Mortes indiretas: o impacto das condições de guerra
Além das mortes diretas, o estudo considerou as chamadas “mortes indiretas”, causadas por desnutrição e doenças provocadas pela guerra. Embora o número de mortes indiretas tenha sido estimado em 8.540, Spagat argumenta que este valor é menor do que as projeções anteriores, que sugeriam um número muito maior. Ele atribui isso ao fato de que a população de Gaza, antes da guerra, tinha uma saúde relativamente boa, com uma alta taxa de vacinação e cuidados médicos proporcionados por organizações internacionais.
No entanto, o impacto do bloqueio total imposto por Israel às entregas de ajuda humanitária entre novembro de 2024 e janeiro de 2025 pode agravar ainda mais a situação. “A população de Gaza está desnutrida, e o risco de doenças fatais aumenta exponencialmente sem a ajuda necessária”, alerta Spagat.
A demografia das vítimas: o perfil das perdas humanas
Um dado particularmente chocante do estudo é o alto número de crianças e adolescentes entre as vítimas. De acordo com os pesquisadores, mais de 30% das mortes diretas foram de pessoas menores de 18 anos. Além disso, 22% das vítimas foram mulheres e cerca de 4% eram idosos com mais de 65 anos. A maioria das mortes ocorreu entre homens de 15 a 49 anos, o que não significa que esses indivíduos tenham sido especificamente alvos militares, mas sim que, em guerras, os jovens são sempre as maiores vítimas.
Spagat enfatiza que a equipe de pesquisa não fez distinção entre combatentes e civis, pois isso teria colocado os pesquisadores em risco de serem considerados agentes do serviço secreto israelense. Isso também impossibilitou a coleta de dados sobre a presença de membros do Hamas nas casas das vítimas.
Cem mil mortos: uma estimativa que ecoa a tragédia humana
Com base nos dados de sua pesquisa, Spagat e sua equipe projetam que o número de mortos em Gaza pode atingir 100 mil até o final de 2025, um número difícil de imaginar, mas que representa a tragédia de milhares de vidas perdidas.

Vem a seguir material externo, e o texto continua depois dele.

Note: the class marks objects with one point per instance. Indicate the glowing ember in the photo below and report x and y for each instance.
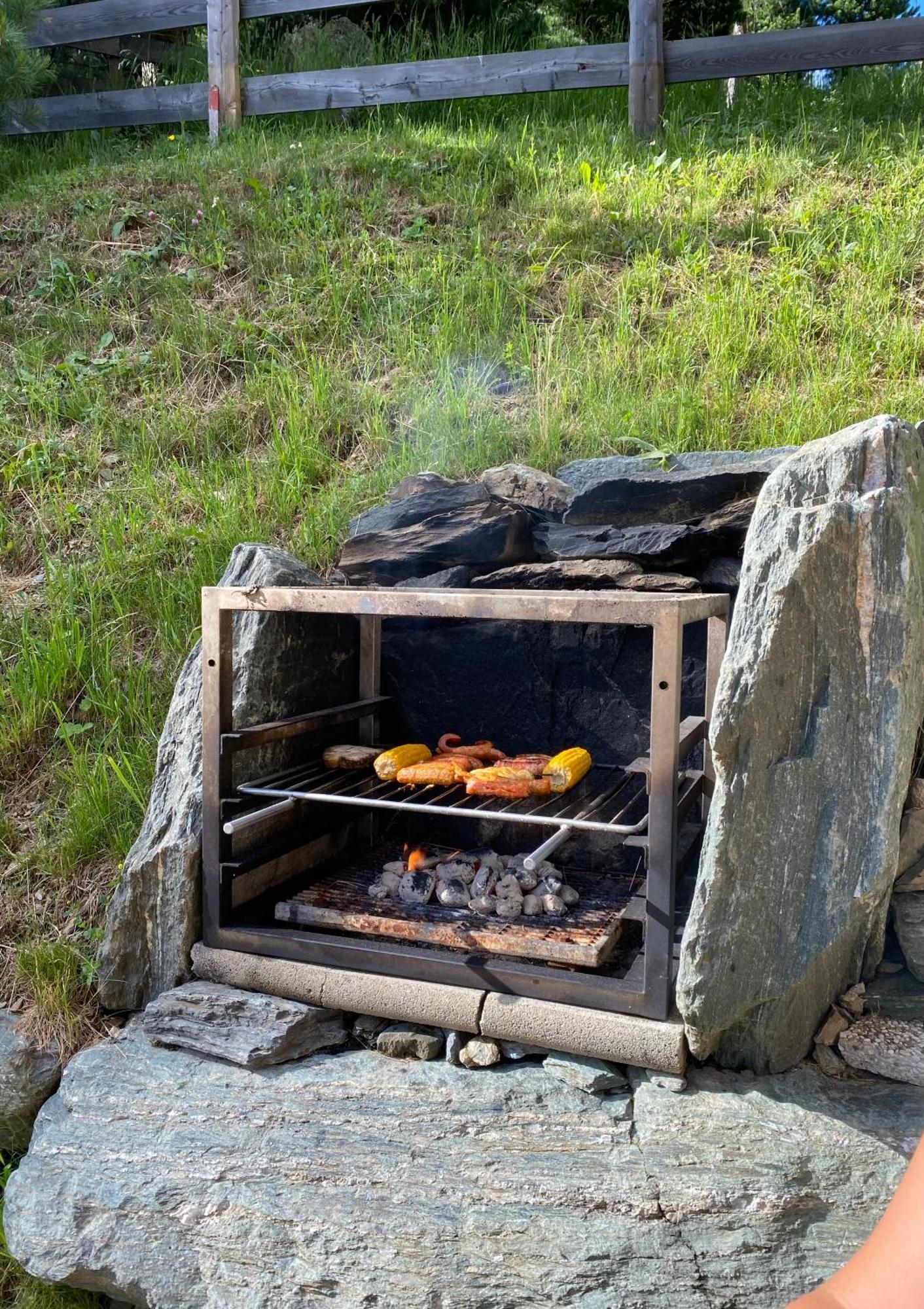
(417, 859)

Entre as vítimas, destacam-se histórias como a da família al-Najjar, cujos filhos foram mortos em um ataque aéreo israelense em Khan Yunis, enquanto a mãe, médica, estava no hospital e sobreviveu.
Conclusão: a guerra de Gaza e o custo humano
O estudo independente liderado por Spagat e seus colegas fornece uma visão mais clara e realista sobre as consequências humanas da guerra em Gaza. Embora o número de vítimas ainda não seja definitivo, os dados revelam uma tragédia de proporções imensas, com o impacto sobre crianças e mulheres particularmente devastador. Em um cenário de guerra, os números podem ser facilmente distorcidos ou minimizados, mas a realidade das perdas humanas está além das estatísticas — está nas histórias pessoais e no sofrimento de uma população que continua a lutar pela sobrevivência.